The original manuscript and number plans of Our Mutual Friend reside in the Pierpont Morgan Library, New York. Our Mutual Friend is the only manuscript of a major Dickens novel that exists in the United States. Accounts from the late nineteenth and early twentieth centuries indicate that Dickens wrote the novel in blue ink on blue paper. While most of the blue ink still retains its vibrant color, a recent inspection of the manuscript revealed that the paper has faded to an off-white hue. The soil marks that damaged Part XVI of the manuscript in the Staplehurst train wreck have likewise faded from view. (See Dickens's "Postscript, In Lieu of Preface.") The manuscript and number plans, originally calf-bound by Dickens into two quarto volumes, were treated as part of a manuscript preservation project between 1978 and 1981, and rebound into multiple, more durable volumes. Each page of the manuscript and number plans is currently preserved in a transparent mylar casing within the new volumes.
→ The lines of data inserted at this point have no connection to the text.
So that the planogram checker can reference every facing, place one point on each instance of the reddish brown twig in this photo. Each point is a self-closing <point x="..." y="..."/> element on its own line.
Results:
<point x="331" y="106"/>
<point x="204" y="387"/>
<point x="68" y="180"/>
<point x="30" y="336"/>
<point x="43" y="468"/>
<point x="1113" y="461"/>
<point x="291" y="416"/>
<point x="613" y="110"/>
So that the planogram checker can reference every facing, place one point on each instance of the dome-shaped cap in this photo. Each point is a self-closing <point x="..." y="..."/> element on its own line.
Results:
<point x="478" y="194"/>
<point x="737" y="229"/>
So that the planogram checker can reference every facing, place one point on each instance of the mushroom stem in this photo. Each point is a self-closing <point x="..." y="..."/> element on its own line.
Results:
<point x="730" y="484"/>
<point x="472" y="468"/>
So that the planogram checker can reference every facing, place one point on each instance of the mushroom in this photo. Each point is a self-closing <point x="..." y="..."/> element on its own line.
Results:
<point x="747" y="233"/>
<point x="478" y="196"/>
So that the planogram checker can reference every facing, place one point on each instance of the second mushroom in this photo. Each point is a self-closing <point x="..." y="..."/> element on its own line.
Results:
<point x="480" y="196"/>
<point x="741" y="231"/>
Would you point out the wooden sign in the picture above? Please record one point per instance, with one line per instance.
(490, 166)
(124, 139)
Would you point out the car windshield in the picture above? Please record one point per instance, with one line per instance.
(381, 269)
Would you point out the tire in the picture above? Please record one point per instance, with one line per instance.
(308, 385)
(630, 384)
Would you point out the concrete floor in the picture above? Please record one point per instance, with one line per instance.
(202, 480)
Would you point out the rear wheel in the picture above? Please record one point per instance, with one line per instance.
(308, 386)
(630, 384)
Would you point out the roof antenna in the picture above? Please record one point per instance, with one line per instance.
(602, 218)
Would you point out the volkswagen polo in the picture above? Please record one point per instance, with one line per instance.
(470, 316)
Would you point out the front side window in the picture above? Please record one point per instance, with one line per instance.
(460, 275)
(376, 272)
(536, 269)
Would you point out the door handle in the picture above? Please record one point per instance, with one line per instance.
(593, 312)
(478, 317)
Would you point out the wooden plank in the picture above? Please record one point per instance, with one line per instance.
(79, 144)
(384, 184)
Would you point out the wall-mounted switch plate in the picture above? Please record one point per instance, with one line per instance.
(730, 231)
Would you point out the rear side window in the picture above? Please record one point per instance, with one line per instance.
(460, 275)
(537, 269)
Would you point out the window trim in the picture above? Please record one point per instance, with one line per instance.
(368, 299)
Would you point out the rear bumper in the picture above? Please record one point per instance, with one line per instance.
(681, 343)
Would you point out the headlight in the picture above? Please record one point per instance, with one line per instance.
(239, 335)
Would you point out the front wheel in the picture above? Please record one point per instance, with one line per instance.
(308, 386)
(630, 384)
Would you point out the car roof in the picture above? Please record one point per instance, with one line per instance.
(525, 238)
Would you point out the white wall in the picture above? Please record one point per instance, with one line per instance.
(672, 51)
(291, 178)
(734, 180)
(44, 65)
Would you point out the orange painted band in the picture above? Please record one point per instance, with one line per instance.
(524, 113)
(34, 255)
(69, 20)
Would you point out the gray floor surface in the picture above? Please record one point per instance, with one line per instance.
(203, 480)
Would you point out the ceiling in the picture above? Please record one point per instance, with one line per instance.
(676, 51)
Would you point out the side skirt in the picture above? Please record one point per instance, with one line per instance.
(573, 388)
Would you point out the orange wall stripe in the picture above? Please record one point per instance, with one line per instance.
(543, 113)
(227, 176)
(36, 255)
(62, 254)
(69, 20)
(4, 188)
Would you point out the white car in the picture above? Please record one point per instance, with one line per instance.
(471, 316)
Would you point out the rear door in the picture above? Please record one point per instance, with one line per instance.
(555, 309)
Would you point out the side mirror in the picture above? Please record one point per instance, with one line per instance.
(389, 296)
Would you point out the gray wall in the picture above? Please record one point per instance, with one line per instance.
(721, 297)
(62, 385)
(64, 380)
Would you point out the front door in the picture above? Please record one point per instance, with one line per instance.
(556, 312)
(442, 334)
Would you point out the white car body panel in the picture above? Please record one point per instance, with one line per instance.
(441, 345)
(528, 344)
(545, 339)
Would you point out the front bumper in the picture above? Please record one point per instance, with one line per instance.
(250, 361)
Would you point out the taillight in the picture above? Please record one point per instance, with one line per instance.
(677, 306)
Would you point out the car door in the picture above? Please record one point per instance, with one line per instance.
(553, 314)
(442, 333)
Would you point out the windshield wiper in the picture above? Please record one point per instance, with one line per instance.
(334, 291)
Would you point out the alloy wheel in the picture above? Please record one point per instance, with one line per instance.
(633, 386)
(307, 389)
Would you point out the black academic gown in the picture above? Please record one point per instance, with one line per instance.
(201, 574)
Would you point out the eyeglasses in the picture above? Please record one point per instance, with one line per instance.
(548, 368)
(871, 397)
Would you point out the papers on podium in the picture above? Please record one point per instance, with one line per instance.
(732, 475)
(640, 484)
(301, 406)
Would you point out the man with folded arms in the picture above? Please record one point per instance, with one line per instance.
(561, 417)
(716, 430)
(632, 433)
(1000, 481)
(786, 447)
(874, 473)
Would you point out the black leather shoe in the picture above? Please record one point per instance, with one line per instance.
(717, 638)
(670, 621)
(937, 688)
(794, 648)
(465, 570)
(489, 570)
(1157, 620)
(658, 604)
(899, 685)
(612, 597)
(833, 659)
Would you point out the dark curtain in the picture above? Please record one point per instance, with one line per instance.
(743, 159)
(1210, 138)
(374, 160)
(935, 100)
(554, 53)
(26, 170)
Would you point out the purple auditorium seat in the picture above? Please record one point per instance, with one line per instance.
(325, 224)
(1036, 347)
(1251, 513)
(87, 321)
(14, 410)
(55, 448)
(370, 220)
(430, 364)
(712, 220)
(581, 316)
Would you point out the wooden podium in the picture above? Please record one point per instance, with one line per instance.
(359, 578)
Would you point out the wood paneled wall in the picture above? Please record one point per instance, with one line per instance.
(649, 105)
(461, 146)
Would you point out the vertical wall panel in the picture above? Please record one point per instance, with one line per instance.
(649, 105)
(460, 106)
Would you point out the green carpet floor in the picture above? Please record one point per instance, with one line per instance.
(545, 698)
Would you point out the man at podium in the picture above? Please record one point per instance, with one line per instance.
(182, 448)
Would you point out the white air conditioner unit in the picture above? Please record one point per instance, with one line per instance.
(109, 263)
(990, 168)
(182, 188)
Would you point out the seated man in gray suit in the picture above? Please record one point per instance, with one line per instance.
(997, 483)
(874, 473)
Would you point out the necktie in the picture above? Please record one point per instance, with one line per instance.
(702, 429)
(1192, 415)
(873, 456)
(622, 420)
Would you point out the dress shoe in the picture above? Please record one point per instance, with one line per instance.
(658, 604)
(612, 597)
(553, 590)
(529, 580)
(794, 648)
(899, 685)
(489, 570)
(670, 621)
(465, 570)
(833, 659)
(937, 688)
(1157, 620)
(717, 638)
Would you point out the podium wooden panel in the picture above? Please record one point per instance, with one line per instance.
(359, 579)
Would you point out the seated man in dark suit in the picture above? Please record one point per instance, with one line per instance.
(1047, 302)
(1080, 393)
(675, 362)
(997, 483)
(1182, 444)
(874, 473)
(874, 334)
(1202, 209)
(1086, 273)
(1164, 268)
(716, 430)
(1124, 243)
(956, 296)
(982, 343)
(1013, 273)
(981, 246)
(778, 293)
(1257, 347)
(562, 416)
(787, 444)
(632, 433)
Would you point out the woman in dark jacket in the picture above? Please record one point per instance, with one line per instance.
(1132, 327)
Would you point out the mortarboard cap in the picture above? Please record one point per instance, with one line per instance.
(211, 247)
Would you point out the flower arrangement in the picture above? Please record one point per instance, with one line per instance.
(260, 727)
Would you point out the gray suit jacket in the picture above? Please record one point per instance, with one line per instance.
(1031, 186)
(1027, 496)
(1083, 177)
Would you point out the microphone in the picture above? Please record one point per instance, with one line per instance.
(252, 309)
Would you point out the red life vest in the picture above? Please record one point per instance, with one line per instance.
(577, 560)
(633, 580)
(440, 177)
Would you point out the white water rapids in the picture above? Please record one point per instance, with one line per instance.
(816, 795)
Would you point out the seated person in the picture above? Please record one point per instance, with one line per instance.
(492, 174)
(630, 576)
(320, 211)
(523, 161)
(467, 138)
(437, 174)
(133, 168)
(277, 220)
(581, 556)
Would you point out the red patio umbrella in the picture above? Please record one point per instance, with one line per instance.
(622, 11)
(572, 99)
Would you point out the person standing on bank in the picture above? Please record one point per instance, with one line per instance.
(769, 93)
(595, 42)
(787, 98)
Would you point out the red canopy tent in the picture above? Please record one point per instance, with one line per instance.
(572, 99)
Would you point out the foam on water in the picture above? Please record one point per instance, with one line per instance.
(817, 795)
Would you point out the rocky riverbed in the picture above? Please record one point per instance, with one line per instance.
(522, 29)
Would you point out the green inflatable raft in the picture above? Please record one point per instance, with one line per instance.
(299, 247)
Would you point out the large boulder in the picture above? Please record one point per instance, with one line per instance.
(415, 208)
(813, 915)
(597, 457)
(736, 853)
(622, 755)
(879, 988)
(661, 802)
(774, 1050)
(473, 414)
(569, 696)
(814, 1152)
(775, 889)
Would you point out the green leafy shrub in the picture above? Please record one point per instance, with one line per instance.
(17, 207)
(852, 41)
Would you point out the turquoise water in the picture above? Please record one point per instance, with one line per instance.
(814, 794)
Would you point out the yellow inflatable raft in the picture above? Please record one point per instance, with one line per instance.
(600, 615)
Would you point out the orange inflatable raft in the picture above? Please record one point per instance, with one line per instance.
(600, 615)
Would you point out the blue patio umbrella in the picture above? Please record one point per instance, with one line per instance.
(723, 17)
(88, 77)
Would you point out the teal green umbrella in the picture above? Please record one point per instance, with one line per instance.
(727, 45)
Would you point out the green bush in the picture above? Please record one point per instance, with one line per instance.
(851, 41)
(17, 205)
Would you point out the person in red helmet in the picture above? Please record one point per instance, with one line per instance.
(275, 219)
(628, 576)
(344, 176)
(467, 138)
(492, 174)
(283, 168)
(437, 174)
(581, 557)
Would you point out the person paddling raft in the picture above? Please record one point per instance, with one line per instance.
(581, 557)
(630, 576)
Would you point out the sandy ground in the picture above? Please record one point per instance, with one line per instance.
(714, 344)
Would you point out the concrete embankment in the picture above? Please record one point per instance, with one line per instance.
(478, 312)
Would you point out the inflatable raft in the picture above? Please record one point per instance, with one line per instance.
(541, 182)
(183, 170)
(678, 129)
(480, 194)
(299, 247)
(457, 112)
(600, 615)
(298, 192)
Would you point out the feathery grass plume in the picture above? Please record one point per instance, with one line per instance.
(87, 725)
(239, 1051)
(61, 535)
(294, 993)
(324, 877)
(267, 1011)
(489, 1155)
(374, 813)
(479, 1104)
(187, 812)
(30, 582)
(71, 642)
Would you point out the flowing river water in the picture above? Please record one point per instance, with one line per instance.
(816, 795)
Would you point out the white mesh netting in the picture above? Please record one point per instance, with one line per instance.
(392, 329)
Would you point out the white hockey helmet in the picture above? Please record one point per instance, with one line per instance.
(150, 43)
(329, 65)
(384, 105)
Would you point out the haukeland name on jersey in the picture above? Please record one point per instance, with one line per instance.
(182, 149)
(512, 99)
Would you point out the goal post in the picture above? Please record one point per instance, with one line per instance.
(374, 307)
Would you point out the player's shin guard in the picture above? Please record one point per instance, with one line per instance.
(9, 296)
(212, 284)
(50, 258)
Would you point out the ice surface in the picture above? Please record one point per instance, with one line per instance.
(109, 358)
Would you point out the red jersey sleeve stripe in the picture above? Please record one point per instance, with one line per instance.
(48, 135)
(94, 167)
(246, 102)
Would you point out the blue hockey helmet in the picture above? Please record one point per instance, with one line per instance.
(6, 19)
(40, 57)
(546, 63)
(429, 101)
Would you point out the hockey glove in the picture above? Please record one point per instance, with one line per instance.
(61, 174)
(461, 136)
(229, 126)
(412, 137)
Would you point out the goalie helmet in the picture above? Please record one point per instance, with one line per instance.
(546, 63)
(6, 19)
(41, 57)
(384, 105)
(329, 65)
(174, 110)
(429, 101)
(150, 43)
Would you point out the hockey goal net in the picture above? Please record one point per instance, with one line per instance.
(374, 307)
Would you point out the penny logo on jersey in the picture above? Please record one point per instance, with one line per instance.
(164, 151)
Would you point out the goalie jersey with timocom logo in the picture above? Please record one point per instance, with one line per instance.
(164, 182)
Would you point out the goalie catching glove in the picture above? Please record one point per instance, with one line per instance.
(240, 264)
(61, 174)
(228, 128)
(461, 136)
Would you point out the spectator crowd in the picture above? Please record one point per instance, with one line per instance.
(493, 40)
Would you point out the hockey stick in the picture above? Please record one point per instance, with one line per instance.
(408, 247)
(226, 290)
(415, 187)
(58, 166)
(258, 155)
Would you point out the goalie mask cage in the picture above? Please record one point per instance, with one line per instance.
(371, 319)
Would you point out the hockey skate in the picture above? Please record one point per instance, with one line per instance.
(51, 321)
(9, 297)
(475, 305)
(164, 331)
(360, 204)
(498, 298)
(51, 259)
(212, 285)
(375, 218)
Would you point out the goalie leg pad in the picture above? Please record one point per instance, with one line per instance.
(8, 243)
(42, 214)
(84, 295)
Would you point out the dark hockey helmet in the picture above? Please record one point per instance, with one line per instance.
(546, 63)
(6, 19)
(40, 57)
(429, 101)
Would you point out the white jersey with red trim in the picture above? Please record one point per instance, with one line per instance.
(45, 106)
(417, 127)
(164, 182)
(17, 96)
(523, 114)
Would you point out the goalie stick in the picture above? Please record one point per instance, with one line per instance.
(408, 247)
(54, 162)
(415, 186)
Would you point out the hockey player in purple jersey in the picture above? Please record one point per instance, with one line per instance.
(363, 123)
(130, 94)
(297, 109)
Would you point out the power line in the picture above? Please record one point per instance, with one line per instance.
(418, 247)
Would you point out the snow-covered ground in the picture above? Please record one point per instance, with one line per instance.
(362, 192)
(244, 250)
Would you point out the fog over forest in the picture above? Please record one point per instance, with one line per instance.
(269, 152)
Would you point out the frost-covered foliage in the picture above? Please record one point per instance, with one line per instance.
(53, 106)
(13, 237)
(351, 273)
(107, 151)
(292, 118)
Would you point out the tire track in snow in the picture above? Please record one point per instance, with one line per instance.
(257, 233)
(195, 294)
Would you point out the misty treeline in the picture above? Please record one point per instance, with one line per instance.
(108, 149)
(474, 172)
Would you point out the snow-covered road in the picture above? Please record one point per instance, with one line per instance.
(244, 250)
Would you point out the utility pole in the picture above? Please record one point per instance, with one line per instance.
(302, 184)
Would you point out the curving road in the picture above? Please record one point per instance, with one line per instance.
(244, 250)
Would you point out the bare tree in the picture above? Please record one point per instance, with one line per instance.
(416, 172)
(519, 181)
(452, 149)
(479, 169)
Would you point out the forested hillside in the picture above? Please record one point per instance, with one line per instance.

The manuscript is written in Dickens's characteristic illegible long-hand. "The fineness and closeness of the writing," wrote Kate Field after inspecting the manuscript in 1874, "are enough to render the most amiable of experienced printers temporarily insane. There is no lover of Dickens so ardent as to willingly read a page through, nor would the most mercenary peruse both volumes for less than their weight in gold. Added to a microscopic chirography is erasure after erasure, such as, I am told, cannot be found in his earlier manuscripts, marking either greater care or less fluency of thought. Descriptions undergo most correction, and so deftly does Dickens cancel himself, that I defy the greatest expert to decipher what the author does not wish to have read...The erasures at the beginning of 'Podsnappery' are absolutely appalling" (Field, 472).

Dickens gave the manuscript as a gift of appreciation to his friend and fellow journalist Eneas Sweetland Dallas (1828-1879) after the appearance of Dallas's favorable review of Our Mutual Friend in The London Times. The flyleaf of the manuscript is signed and dated by Dickens on Thursday, January 4th, 1866. From this we surmise that Dickens presented the bound manuscript to Dallas two months after the publication of the last number (November 1865). Interestingly, the top portion of the flyleaf is torn away. Some have speculated that Dickens may have originally intended the manuscript for Forster (who was the recipient of most of Dickens's other manuscripts), but upon deciding to give it to Dallas, tore away the original inscription with Forster's name.

Sometime before August of 1874, the manuscript was acquired (presumably from Dallas) by George W. Childs of Philadelphia, a friend of the Dickens family. Childs later donated the manuscript to the Drexel Institute of Technology, Philadelphia. The Morgan Library purchased the manuscript from a sale that took place at the Drexel Institute on October 17-18, 1944.


SOURCES:

Field, Kate. "'Our Mutual Friend' in Manuscript." Scribner's Monthly, An Illustrated Magazine for the People, vol. VIII, August 1874, pp. 472-475.

Stone, Harry. Dickens' Working Notes for His Novels. Chicago: University of Chicago Press, 1987.

Morgan Library, Reading Room Card Catalogue.